Keeler, JL, Treasure, J, Juruena, MF, Kan, C, Himmerich, H
Nutrients. 2021;(11)
Abstract
Anorexia nervosa (AN) is a highly complex disorder to treat, especially in severe and enduring cases. Whilst the precise aetiology of the disorder is uncertain, malnutrition and weight loss can contribute to reductions in grey and white matter of the brain, impairments in neuroplasticity and neurogenesis and difficulties with cognitive flexibility, memory and learning. Depression is highly comorbid in AN and may be a barrier to recovery. However, traditional antidepressants are often ineffective in alleviating depressive symptoms in underweight patients with AN. There is an urgent need for new treatment approaches for AN. This review gives a conceptual overview for the treatment of AN with ketamine.

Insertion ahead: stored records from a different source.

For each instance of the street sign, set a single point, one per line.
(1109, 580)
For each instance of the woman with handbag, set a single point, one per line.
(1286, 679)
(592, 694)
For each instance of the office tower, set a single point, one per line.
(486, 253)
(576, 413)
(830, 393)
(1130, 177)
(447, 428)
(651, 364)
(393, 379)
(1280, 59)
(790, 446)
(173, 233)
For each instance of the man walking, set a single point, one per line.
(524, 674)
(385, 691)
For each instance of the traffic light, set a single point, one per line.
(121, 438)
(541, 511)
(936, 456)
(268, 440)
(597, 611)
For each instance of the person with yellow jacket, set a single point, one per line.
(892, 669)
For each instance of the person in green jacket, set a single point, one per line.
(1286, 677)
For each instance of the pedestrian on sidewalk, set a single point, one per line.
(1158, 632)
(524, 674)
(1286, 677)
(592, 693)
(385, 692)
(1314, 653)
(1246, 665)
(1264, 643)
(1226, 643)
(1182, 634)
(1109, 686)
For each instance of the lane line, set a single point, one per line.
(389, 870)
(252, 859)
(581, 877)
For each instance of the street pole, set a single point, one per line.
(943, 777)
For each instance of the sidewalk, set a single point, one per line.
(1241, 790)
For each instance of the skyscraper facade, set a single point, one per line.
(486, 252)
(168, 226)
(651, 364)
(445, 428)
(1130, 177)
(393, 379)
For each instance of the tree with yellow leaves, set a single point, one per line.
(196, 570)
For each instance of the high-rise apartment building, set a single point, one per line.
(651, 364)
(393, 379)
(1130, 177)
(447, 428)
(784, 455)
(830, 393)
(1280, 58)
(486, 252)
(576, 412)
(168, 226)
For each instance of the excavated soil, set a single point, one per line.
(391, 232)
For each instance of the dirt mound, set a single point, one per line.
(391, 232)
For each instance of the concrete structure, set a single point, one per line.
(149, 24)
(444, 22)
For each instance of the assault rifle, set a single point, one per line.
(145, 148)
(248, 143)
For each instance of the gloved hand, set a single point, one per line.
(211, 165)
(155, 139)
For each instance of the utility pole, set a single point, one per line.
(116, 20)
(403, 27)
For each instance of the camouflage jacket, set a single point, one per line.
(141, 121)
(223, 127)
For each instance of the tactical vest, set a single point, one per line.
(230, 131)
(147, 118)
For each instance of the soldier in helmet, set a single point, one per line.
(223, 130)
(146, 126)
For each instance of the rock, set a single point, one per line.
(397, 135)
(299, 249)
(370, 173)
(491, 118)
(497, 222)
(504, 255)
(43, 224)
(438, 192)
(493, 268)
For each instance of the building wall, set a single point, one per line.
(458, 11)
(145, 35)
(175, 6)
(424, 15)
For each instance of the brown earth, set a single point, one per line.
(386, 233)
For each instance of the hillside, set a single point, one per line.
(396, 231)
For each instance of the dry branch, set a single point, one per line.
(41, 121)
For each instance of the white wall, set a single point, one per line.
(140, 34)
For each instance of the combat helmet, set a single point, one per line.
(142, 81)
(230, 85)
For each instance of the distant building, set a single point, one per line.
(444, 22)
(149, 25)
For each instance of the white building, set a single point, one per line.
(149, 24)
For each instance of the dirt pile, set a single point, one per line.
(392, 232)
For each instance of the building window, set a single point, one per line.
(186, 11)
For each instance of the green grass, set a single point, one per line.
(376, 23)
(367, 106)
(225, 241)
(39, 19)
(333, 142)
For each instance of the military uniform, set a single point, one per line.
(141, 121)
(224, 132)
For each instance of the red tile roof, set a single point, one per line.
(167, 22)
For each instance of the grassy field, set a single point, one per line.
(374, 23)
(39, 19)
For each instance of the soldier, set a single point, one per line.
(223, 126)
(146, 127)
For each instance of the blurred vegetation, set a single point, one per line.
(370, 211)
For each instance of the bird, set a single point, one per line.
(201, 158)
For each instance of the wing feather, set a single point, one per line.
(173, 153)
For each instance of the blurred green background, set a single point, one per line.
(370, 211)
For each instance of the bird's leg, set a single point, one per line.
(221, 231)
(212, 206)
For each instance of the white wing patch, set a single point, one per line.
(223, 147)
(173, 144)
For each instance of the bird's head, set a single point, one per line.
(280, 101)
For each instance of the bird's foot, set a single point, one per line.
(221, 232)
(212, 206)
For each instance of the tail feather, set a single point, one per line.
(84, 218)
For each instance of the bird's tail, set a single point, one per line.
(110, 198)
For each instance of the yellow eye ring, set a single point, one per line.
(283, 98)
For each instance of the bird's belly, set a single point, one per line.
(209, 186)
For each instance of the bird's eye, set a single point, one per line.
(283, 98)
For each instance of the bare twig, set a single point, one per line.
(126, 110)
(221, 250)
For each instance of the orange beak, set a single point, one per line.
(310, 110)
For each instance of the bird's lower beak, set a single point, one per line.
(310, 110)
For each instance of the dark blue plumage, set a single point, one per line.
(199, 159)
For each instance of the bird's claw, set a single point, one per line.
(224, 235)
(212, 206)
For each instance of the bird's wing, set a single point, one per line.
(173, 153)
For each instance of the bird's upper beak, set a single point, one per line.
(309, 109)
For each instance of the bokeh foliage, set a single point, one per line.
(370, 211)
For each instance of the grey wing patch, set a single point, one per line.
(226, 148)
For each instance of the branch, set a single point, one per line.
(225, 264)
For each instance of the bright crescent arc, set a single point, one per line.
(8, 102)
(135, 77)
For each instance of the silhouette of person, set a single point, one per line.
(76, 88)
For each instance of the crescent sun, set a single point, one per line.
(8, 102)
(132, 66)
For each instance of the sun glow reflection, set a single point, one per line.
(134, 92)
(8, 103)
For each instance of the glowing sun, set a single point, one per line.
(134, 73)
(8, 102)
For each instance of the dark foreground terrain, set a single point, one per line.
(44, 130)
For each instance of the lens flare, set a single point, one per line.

Ketamine has rapid antidepressant effects, which are hypothesised to occur via increases in glutamate, with sequelae including increased neuroplasticity, neurogenesis and synaptogenesis. This article provides an overview of the use of ketamine for common psychiatric comorbidities of AN and discusses particular safety concerns and side effects. Potential avenues for future research and specific methodological considerations are explored. Overall, there appears to be ample theoretical background, via several potential mechanisms, that warrant the exploration of ketamine as a treatment for adults with AN.